Fox added, “The research also makes the case for flexible business systems that can accommodate varied working styles. Epicor has been very passionate about redefining the relationship people have with their Enterprise Resource Planning (ERP) systems and simplifying interactions -- removing barriers to accessing information, minimizing steps in the flow, and leveraging new means of visualizing, interacting and consuming information to provide actionable insights to the whole organization.

Most importantly, the study provides important insights about decision making and the role of technology to support a wide range of leadership styles, once again reminding us of the need to design business systems for people -- as opposed to ‘users,’” Fox said.
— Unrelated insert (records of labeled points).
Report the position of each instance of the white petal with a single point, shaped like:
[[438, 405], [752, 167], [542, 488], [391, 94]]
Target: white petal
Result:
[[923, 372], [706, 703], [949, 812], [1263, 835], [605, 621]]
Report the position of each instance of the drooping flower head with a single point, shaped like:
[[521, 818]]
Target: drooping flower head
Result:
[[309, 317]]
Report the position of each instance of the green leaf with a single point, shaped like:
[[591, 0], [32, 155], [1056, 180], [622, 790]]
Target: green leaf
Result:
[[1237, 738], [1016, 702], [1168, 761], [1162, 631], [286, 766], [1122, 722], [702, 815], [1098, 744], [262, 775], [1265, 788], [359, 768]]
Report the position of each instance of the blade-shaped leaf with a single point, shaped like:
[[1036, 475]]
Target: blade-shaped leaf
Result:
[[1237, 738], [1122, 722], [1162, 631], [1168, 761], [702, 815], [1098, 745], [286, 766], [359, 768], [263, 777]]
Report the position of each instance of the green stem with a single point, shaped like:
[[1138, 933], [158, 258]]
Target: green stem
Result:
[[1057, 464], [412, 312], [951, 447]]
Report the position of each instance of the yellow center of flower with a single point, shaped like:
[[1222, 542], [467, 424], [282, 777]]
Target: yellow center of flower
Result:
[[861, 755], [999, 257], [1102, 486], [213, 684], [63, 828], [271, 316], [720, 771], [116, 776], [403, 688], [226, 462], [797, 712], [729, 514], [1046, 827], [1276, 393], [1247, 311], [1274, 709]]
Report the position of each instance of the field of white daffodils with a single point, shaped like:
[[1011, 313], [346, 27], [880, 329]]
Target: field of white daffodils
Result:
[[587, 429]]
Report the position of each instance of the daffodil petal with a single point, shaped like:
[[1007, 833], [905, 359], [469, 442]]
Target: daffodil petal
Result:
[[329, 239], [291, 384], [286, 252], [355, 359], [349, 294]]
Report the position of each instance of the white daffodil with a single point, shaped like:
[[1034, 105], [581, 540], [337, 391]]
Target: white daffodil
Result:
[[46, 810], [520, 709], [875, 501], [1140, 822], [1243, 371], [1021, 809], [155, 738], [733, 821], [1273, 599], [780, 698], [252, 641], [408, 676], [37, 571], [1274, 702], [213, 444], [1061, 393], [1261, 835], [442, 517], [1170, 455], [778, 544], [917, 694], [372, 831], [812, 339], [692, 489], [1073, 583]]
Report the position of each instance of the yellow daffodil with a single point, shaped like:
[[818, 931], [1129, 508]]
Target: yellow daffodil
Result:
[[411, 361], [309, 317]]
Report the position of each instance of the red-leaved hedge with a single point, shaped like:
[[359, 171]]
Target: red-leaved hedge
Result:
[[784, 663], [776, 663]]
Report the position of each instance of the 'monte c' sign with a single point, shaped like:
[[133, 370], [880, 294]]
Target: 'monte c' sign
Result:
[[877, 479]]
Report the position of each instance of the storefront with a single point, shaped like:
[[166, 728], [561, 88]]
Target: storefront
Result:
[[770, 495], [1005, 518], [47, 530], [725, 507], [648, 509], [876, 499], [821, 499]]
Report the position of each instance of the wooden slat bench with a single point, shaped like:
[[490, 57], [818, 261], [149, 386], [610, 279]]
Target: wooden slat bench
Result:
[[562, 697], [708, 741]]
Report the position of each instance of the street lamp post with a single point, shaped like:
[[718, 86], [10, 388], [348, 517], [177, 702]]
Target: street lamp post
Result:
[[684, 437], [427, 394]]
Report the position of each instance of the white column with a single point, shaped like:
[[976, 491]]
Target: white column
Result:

*Survey Methodology and Demographics

The 2015 research, commissioned by Epicor Software and conducted by Redshift Research Ltd., is based on interviews conducted with more than 1,500 finance business professionals in 11 countries including Australia, China, France, Germany, Hong Kong, Mexico, Singapore, Sweden, the UK, US, and Canada. Respondents to the survey may or may not be using Epicor ERP solutions. Nearly two fifths of respondents worked in the manufacturing industry, with the same number coming from the service industry; the remaining 20 percent were involved in the retail and distribution industries. In terms of industry size, the largest number of respondents worked in organizations with more than 1,000 employees.